The XNAT hierarchy values are then built according to the rules in the
"Mapping" section:
Subject
is set to the value stored in ID
: 0001Session
is set to the value extracted from the DICOM metadata field StudyDate
Dataset
is set to the value stored in Directory
: Chest CT
Note that not every value captured from the path needs to be used in "Mapping",
as SubjectName
and filename
are ignored.
The filename for the purposes of uploading will be automatically generated from
the path itself.
Checking the spreadsheet
By default, all files which match a pattern are marked as selected for upload
in the spreadsheet. Before uploading, you can edit the spreadsheet to
deselect files or groups of files which shouldn't be uploaded.

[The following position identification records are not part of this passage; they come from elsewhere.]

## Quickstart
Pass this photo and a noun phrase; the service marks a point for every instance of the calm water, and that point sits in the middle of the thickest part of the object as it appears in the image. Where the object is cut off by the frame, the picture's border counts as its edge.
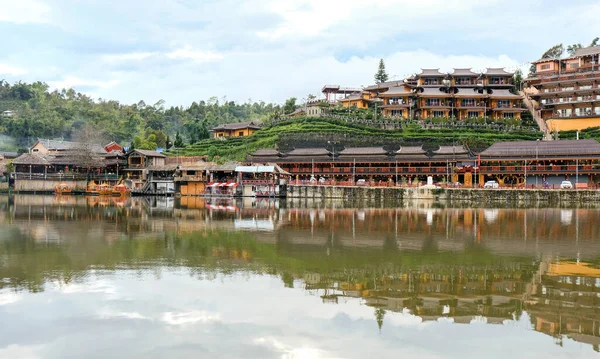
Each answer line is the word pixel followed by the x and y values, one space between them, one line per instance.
pixel 154 278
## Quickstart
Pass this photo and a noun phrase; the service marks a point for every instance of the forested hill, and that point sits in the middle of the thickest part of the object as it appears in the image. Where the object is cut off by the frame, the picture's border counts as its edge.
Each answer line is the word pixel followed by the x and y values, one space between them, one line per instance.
pixel 65 114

By default, files for which no match succeeds won't be written to the
spreadsheet. You can run a scan with the --unmatched
flag, which will
write a row for every file whether or not the match succeeds:
xnatuploader scan --spreadsheet spreadsheet.xlsx --dir data_files --unmatched
This can be useful for figuring out why files aren't matching patterns.
Installation
If you're on Windows, you'll need to install Anaconda, which will install the Python programming language and environment manager
on your PC.
Open the Anaconda prompt via the Start menu.
If you're on a Mac or Linux, you can also install Conda using the relevant
installer, and just use a terminal for the rest of the installation instructions.
conda create -n xnatuploader
This will create a separate Python environment in which we'll install
xnatuploader. Answer 'Y' when it prompts you to proceed.
conda activate xnatuploader
This activates the Python environment you've just created
pip install xnatuploader
This will download and install the latest version of xnatuploader. To check that
everything has worked after the upload and installation has finished, type the
following:
xnatuploader --help
You should get a message like the following:
usage: XNAT batch uploader [-h] [--dir DIR] [--spreadsheet SPREADSHEET]
[--server SERVER] [--project PROJECT]
[--loglevel LOGLEVEL] [--debug] [--logdir LOGDIR]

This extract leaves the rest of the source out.